Of the 68, just 35% of them were able to beat a statistical coin toss. Just 20% of them were able to beat a coin toss by more than 5%. And only 7% of them could beat a coin toss by more than 10%. If you were to average them all together in to some sort of perverse “guru forecast index”, they’d only average 47%. Slosh.
Surely the winners, the people that you see on television, the people that run the big funds, they were able to come out ahead right? You’d be surprised who’s predictions are being left out in the rain.
Jim Cramer of Mad Money (47% Accurate)
Cramer has the audacity to tell his audience how to “invest like a pro” according to his website, but his predictions can’t even beat a coin flip. Get me a sound effect board, a tacky tie, and a quarter — I’ll take him to task. The old adage says, “You are the company you keep.” So, here’s Jimmy making a cameo to talk about investing on a show hosted by a convicted felon.

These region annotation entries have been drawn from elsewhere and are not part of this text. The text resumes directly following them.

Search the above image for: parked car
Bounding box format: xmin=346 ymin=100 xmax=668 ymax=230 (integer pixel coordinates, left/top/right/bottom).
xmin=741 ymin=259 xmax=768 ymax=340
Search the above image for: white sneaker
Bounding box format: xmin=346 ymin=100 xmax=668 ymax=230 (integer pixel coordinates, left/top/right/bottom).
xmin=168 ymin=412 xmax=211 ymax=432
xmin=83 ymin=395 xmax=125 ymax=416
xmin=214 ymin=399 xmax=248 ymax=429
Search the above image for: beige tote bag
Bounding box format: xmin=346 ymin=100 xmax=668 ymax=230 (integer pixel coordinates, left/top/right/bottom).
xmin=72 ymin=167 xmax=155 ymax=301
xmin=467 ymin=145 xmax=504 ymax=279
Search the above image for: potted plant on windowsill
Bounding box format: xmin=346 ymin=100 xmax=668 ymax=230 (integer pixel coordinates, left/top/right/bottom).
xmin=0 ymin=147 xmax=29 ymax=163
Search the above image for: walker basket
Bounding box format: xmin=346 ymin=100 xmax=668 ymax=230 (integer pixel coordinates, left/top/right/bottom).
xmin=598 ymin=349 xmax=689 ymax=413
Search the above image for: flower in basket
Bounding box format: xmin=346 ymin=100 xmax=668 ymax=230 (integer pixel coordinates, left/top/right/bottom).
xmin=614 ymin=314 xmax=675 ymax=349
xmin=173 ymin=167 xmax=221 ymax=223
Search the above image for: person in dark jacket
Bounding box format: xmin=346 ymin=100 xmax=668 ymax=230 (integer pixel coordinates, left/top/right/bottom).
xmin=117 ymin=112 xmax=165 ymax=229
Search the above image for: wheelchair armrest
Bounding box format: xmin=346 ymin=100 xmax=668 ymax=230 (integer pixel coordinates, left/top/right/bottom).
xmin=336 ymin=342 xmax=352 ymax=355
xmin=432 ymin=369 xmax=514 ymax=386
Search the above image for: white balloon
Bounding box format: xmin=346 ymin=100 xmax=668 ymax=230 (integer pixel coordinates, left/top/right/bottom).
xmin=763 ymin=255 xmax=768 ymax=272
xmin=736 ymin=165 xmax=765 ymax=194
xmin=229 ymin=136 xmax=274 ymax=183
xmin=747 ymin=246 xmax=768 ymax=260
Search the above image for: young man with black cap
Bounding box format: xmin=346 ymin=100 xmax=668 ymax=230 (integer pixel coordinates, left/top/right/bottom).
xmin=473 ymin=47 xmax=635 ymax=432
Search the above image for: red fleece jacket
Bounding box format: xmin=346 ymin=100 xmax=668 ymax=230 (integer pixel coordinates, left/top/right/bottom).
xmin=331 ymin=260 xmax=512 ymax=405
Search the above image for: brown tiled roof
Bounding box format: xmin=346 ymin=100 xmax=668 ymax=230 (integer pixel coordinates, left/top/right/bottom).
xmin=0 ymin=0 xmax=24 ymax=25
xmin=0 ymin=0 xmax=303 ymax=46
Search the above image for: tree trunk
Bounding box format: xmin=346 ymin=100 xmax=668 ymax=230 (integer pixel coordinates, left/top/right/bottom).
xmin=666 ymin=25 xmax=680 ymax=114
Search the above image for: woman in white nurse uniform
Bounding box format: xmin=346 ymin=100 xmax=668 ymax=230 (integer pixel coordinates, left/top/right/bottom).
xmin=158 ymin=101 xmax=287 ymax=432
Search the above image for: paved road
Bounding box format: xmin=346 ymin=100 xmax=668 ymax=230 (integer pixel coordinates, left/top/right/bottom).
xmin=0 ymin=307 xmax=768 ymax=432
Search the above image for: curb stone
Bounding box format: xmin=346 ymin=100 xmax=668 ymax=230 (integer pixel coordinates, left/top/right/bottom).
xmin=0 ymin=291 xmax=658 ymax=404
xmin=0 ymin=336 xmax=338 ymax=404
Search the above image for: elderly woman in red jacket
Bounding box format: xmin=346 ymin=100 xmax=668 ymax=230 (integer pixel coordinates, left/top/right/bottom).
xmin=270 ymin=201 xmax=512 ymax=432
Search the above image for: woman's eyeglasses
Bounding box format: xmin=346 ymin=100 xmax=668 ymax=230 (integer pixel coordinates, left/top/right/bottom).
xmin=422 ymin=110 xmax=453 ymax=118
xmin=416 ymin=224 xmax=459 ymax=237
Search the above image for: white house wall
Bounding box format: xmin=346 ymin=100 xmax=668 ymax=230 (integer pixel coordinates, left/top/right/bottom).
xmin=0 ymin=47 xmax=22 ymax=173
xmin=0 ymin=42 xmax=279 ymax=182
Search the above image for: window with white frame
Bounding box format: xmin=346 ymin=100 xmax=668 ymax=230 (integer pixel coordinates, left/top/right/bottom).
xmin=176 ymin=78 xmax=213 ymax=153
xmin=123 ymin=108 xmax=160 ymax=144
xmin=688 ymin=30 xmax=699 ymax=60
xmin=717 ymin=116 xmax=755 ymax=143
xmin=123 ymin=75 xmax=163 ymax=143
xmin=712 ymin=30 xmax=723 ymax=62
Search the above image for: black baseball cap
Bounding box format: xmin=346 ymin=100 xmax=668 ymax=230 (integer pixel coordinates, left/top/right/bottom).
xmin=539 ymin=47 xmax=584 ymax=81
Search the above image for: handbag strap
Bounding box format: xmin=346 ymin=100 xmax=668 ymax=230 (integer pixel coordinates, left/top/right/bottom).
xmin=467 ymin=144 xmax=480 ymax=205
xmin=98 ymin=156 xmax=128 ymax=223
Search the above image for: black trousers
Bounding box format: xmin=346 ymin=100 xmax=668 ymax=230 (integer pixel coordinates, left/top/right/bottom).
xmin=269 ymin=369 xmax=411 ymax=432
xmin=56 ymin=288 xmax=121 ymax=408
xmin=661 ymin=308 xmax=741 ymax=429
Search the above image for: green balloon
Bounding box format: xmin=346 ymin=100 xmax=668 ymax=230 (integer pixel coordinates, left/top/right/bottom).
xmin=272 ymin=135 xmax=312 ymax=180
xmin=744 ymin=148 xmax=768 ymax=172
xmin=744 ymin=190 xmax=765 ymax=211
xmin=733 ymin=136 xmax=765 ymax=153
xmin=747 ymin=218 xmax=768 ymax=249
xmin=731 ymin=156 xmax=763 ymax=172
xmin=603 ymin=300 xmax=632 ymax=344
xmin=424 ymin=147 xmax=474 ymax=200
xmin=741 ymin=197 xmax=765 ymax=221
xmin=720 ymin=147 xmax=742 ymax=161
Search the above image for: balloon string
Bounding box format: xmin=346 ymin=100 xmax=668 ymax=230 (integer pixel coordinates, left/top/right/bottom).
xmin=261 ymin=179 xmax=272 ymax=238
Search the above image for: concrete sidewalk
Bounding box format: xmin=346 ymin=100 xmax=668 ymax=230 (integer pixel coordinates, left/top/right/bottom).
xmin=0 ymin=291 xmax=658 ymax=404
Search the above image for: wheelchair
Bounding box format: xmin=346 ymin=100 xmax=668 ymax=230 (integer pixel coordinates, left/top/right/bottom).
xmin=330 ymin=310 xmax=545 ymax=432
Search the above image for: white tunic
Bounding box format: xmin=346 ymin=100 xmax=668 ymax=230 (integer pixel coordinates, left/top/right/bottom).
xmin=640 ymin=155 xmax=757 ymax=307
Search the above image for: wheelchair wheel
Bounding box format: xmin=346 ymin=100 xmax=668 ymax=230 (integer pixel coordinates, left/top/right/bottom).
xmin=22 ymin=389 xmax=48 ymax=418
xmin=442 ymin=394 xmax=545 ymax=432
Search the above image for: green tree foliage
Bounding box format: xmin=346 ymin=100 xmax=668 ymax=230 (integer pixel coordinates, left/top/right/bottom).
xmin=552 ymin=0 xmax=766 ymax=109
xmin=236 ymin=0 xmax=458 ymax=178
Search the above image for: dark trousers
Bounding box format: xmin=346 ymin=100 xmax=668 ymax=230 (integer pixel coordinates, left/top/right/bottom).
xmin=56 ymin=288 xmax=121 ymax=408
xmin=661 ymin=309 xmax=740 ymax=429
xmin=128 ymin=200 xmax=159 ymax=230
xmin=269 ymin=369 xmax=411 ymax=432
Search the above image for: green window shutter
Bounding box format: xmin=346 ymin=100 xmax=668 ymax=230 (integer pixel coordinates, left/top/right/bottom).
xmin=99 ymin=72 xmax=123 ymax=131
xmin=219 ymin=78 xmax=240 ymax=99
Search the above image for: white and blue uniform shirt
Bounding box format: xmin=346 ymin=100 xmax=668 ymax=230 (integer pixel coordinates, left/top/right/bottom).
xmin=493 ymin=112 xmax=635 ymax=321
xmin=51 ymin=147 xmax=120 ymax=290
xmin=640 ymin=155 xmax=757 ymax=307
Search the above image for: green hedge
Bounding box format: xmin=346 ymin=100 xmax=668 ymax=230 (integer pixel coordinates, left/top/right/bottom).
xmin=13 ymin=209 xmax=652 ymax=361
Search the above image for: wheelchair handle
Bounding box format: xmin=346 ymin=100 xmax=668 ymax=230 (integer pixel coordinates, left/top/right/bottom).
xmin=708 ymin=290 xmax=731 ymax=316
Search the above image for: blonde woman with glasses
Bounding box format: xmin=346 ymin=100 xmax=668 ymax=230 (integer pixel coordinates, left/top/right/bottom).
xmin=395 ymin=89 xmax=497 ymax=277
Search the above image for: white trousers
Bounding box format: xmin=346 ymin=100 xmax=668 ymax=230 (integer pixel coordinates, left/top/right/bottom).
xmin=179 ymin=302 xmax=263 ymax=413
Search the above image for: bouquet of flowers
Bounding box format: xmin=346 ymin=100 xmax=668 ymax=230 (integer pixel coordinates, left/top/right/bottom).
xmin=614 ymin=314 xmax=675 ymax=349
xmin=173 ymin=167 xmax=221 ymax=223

“Dr. Doom” Marc Faber (47% Accurate)
Faber maintains a friendly little report named The Gloom, Boom & Doom report. He regularly appears on television espousing “corrections” on various equities. As much as I like to take my advice from a finance expert who assumes the moniker of a super villain, I typically need them to be right more than 47% of the time; particularly if they’re assuming the identity of a super villain that is a sorcerer.
Jeremy Grantham (48% Accurate)
Jerry is a British investor and Chief Strategist of Grantham Mayo Van Otterloo, AKA, GMO. They hold about 100 billion dollars in assets under management. Jeremy is widely regarded as being able to predict bubbles, which is a good talent to have. However, you have to wonder with all this future telling ability he has, why can’t he break a 48% prediction rate?
These are just a few accounts of some of the most powerful finance players in the world, and how they are faring versus the S&P. The real question is: Can you beat the talking heads, the super villains, and the Chief Strategists? For what it’s worth, I carry an umbrella in my backpack now.